Estaba todo calculado para ser una celebración perfecta del gobierno libertario, pero el acto del 25 de Mayo en Gualeguaychú terminó siendo el escenario de un duro enfrentamiento entre la comunidad y el intendente Esteban Davico. La fiesta patria quedó atravesada por la protesta social más inesperada.
Docentes y trabajadores estatales se plantaron frente al palco oficial con pancartas que no dejaban lugar a dudas: “Vergüenza”, “No a la reforma previsional” y por la defensa del “82 por ciento móvil”. El reclamo apuntaba directo al proyecto presentado el viernes pasado por el Ejecutivo provincial ante la Legislatura.
Hasta ese momento, “Palito” Davico venía jugando con pelota dominada, luciendo su sonrisa gardeliana de siempre. Pero la espontánea protesta, que tuvo la adhesión masiva del público asistente, le cambió la sonrisa por un gesto de incomodidad y desconcierto que no pudo disimular.
La reacción del intendente fue inmediata y reveladora: “Ustedes tienen todo el derecho de reclamar y de hacer lo que corresponda, pero acá no”, disparó nervioso. “Hay gurises que están desde las 3 de la mañana trabajando con los padres, alumnos y docentes. Los invito a que disfruten este día patrio en paz o los invito a retirarse”.
¿En serio pensaba que la gente se iba a retirar? La respuesta fue un rotundo no. Los manifestantes se quedaron plantados, demostrando que cuando la bronca es genuina, no hay protocolo que la contenga.
Para coronar su alocución, Davico apeló al lugar común de siempre: “La Argentina sale adelante todos juntos”. Claro que su concepto de “unidad” parecía ser la aceptación silenciosa de las políticas de ajuste del gobierno nacional, secundadas por los gobiernos provincial y municipal. Algo con lo que, evidentemente, los asistentes al acto no estuvieron para nada de acuerdo.
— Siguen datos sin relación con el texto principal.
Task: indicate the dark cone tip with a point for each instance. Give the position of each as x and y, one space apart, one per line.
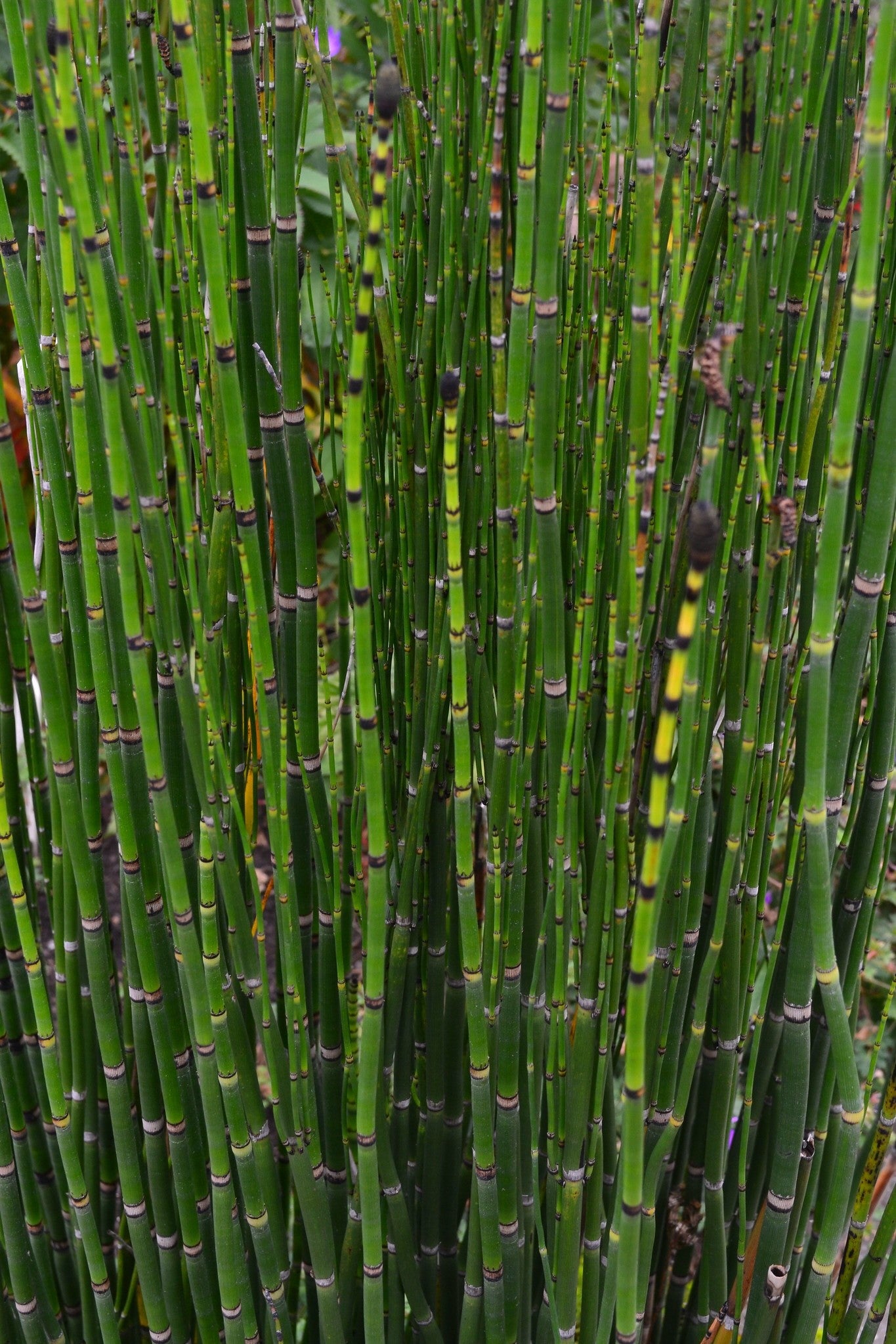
389 91
449 386
703 534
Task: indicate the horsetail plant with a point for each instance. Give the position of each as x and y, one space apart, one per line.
448 690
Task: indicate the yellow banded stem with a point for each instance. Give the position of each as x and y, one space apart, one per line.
703 538
387 97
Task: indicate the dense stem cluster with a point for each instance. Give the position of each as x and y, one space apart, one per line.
574 789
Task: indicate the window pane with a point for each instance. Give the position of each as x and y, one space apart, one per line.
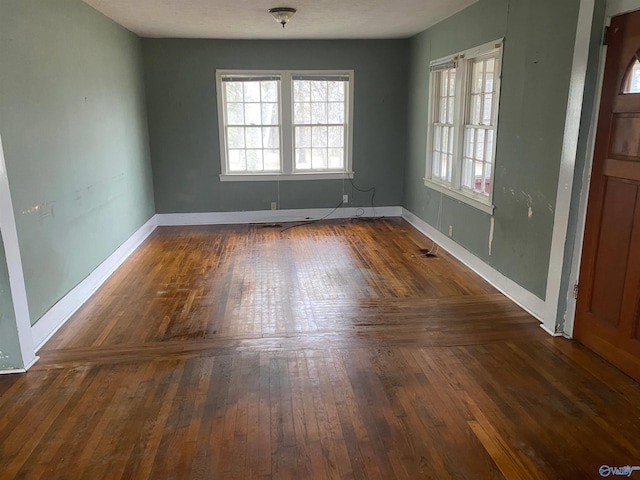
450 110
270 137
479 153
633 79
444 103
301 91
237 161
235 114
336 136
253 137
318 113
488 109
302 113
487 174
470 138
318 158
478 77
251 91
271 160
303 158
252 114
489 149
234 91
319 136
319 91
269 114
467 176
336 113
254 160
269 91
476 101
336 91
336 158
235 137
444 83
303 137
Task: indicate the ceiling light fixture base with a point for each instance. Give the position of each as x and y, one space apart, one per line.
282 15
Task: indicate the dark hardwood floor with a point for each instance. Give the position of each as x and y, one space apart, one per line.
331 350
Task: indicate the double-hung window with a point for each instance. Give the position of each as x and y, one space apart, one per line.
285 125
464 97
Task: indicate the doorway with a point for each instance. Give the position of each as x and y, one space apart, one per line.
608 306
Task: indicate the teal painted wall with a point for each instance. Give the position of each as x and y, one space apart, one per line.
538 52
10 356
73 124
183 121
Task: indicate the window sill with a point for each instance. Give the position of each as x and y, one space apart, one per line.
480 205
279 177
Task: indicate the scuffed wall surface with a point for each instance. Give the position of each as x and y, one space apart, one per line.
73 122
539 43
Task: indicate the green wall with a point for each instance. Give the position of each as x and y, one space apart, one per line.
183 121
538 52
10 355
73 124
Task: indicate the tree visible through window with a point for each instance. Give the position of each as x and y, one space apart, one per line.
285 123
252 124
464 97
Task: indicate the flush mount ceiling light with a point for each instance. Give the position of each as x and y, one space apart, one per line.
282 14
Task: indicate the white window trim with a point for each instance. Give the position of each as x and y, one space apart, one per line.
287 172
455 188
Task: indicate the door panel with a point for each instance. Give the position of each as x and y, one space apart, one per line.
608 309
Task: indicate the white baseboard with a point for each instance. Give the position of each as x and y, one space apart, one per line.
9 371
55 317
268 216
518 294
67 306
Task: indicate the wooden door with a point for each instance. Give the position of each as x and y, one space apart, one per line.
608 309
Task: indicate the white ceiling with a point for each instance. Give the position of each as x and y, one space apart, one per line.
248 19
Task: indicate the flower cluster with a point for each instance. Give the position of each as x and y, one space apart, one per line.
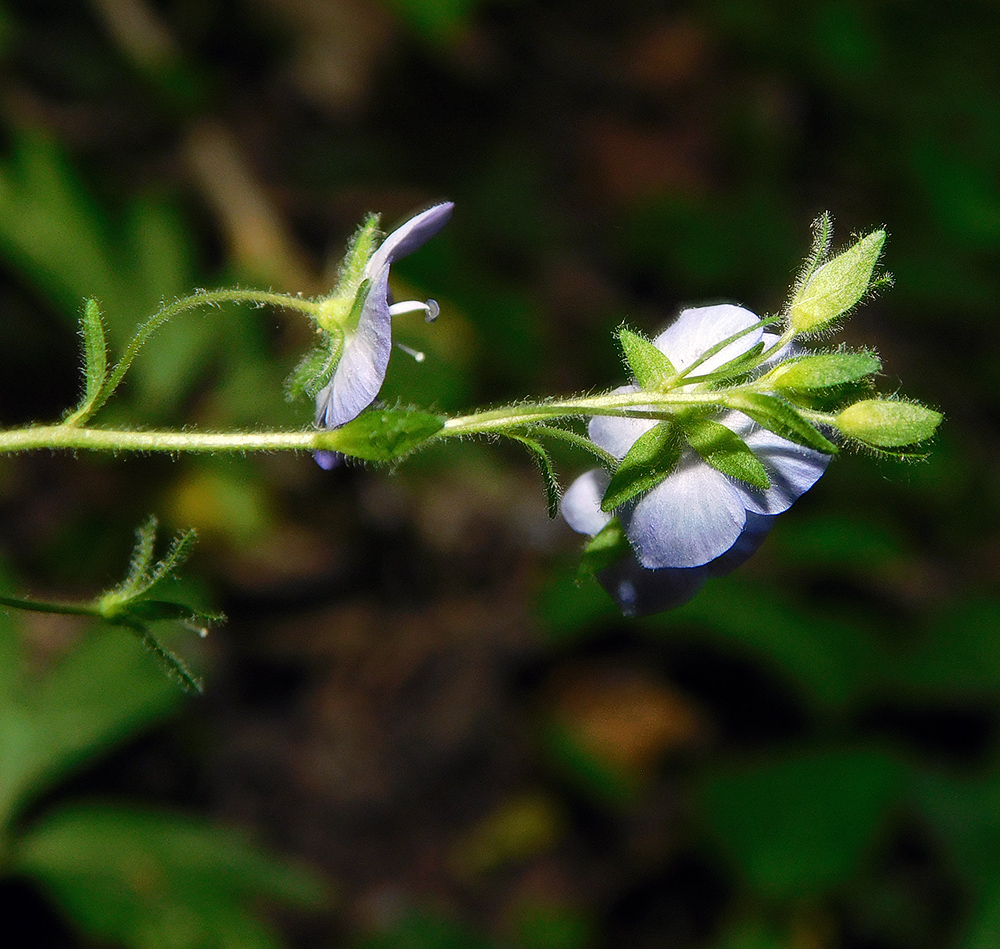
697 521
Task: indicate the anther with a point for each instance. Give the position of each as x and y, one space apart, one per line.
430 308
415 353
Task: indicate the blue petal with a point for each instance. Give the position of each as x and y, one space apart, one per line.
793 470
698 329
690 518
640 592
409 236
363 361
617 435
581 504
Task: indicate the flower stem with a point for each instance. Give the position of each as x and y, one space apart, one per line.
102 439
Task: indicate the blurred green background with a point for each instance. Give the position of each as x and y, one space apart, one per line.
448 742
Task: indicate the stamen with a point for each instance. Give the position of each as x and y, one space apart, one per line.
430 308
415 353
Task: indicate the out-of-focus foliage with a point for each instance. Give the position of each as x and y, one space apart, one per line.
413 691
137 877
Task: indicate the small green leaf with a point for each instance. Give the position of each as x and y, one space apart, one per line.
552 491
95 350
888 423
836 286
169 661
823 370
382 434
142 556
604 549
777 416
648 365
739 364
653 456
725 451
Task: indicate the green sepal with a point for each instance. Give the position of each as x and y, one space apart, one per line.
552 490
316 368
823 370
725 451
653 456
382 434
739 365
835 286
888 423
604 549
649 367
776 415
340 307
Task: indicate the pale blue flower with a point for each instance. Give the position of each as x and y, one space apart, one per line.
697 522
365 348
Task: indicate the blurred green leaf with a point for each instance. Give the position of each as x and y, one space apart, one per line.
965 814
553 926
100 693
835 661
160 881
801 825
959 653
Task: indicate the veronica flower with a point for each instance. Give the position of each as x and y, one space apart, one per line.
697 522
365 327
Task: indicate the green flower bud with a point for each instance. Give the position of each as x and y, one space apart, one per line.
887 423
822 371
835 286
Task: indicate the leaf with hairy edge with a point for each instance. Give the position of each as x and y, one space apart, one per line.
604 549
95 350
779 417
739 364
552 491
725 451
382 434
648 365
823 370
653 456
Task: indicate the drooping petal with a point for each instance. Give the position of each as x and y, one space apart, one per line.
792 469
698 329
408 237
687 520
581 504
754 532
617 435
640 592
363 361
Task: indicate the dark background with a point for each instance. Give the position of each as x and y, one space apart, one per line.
411 695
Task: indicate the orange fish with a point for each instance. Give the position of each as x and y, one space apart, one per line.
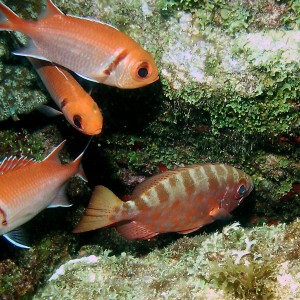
78 107
94 50
180 201
28 186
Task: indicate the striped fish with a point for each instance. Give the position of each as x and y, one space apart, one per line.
180 201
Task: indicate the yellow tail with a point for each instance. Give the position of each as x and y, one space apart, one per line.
100 211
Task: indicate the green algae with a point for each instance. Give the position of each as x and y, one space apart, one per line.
239 106
235 263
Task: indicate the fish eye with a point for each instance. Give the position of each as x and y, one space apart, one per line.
143 70
241 190
77 121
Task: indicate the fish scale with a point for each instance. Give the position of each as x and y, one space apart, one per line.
182 200
92 49
27 187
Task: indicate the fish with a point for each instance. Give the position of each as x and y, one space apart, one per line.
78 107
181 200
28 186
94 50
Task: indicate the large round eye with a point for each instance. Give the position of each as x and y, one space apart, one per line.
241 190
143 70
77 121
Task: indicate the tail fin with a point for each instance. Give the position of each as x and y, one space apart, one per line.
8 19
101 210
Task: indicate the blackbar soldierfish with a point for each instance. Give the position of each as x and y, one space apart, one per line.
94 50
78 107
180 201
27 187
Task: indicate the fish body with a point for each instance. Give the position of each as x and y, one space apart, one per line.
94 50
78 107
27 187
180 201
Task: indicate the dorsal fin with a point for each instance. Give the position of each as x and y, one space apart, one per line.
14 163
54 153
150 182
51 10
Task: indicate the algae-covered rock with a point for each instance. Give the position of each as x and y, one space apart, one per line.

El episodio desnudó una realidad que muchos intendentes prefieren ignorar: la paciencia social tiene límites, y cuando se toca el bolsillo de los trabajadores, hasta los actos más protocolares pueden convertirse en tribunas de protesta. En Gualeguaychú quedó claro que la fiesta patria de este año tuvo un sabor muy amargo para el oficialismo.